Worrisome variants, widespread easing of appropriate behavior of COVID-19 have sparked new waves of transmission
If manuscripts are copied by hand several times, misspellings are common. Likewise, when “genetic scripts” encoded in DNA or RNA are copied repeatedly for virus replication, errors occur. RNA viruses are more error prone than DNA viruses. The SARS-CoV-2 genome is single-stranded RNA, and mistakes – in biology, mutations – frequently occur.
SARS-CoV-2 is new to humans and as it spreads mutations are very common. Emerging variants with higher transmission efficiency are becoming dominant, tending to replace others. These pioneers are emerging in different geographic communities where the virus is epidemic and is spreading widely. Variants have been detected in the UK and South Africa because genetic studies have been routinely done. The Brazilian variant was discovered in Japan, among travelers from Brazil, and its origin dates back.
The ability to detect and track variants depends on the ability of the laboratory for whole genome sequencing of viruses. To date, more than one million SARS CoV-2 genomes have been sequenced worldwide, providing a granular spatiotemporal readout of virus evolution at high resolution. More importantly, this allowed the identification and documentation of variant viruses with altered properties from the virus that triggered the pandemic. The importance of “ variants of concern ” (VOCs) having been appreciated, the Indian SARS CoV-2 Genomic Consortium (INSACOG), a network of ten public laboratories competent for genomic surveillance, was created, and the variant landscape was created. genetics is under development. investigated in India.
There are three different nomenclature schemes for SARS-CoV-2 variants. The most widely used is “phylogenetic attribution of global epidemic lines” (PANGOLIN) which uses a hierarchical system based on genetic relatedness – an invaluable tool for genomic surveillance. It uses alphabets (A, B, C, P) and numbers starting with 1. Variant lineages are at the emerging edge of the pandemic in different geographic areas.

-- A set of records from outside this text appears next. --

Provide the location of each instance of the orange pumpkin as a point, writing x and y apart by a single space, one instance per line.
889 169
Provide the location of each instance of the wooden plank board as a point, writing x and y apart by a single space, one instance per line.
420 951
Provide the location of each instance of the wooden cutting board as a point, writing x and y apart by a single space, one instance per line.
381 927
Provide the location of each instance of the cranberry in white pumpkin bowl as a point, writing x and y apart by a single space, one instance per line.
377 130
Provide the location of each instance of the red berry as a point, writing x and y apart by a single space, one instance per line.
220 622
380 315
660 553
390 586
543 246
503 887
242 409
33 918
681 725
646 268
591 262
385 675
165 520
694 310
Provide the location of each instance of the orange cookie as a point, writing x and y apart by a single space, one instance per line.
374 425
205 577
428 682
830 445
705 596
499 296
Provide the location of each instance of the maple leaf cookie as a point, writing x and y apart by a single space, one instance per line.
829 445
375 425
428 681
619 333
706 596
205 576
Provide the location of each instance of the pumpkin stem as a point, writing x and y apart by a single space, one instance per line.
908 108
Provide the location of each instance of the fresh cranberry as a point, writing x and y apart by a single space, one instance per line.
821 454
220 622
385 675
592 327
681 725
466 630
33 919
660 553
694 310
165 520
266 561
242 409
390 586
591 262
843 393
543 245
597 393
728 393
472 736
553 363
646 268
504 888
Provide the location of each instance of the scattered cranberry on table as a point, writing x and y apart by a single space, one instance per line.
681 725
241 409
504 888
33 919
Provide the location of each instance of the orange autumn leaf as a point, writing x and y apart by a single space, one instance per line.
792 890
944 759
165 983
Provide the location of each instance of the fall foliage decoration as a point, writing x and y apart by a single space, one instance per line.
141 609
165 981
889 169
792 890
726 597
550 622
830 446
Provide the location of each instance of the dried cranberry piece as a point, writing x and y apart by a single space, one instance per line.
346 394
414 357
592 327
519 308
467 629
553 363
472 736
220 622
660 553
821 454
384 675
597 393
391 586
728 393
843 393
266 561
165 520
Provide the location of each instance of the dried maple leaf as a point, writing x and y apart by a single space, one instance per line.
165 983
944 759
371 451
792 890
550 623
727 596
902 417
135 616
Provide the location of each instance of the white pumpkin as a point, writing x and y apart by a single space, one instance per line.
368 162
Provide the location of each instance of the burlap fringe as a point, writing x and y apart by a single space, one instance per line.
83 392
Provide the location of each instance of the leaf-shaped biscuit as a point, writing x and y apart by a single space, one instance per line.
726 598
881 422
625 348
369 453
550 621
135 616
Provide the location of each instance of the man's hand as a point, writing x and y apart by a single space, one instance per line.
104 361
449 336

Line B is the most prolific. The variants in circulation are B.1; B.1.1; B.1.1.7; B.1.167; B.1.177; B.1.351, B.1.427 and B.1.429. The P.1 line has deviated from the original B.
For convenience, the three most common are named by their original geography – “British variant” for B.1.1.7; “South Africa variant” for B.1.351; and “Brazil variant” for P.1. They had been detected in 2020 – September (United Kingdom), October (South Africa) and December (Brazil). Variants in India include the so-called double mutant B.1.617 spreading in Maharashtra and B.1.618 spreading in West Bengal.
Mutations can be localized using the position of the nucleotides on the genome and the switched amino acids subsequent to the mutation. The original pandemic virus (founder variant) was Wu.Hu.1 (Wuhan virus). Within months, the D614G variant appeared and became dominant globally.
The “concern” in VOCs includes three sinister properties – the efficiency of transmission, the severity of the disease, and the immune coverage escape from vaccination.
In many countries, including India, VOCs, due to increased transmissibility, have triggered one or more new waves of epidemic transmission. Unfortunately, at this precise point in time, as the number of cases was low, there was widespread relaxation of appropriate behavior for COVID. Together, this contributed to a rapidly rising second wave – the daily numbers far exceeding those of the previous wave.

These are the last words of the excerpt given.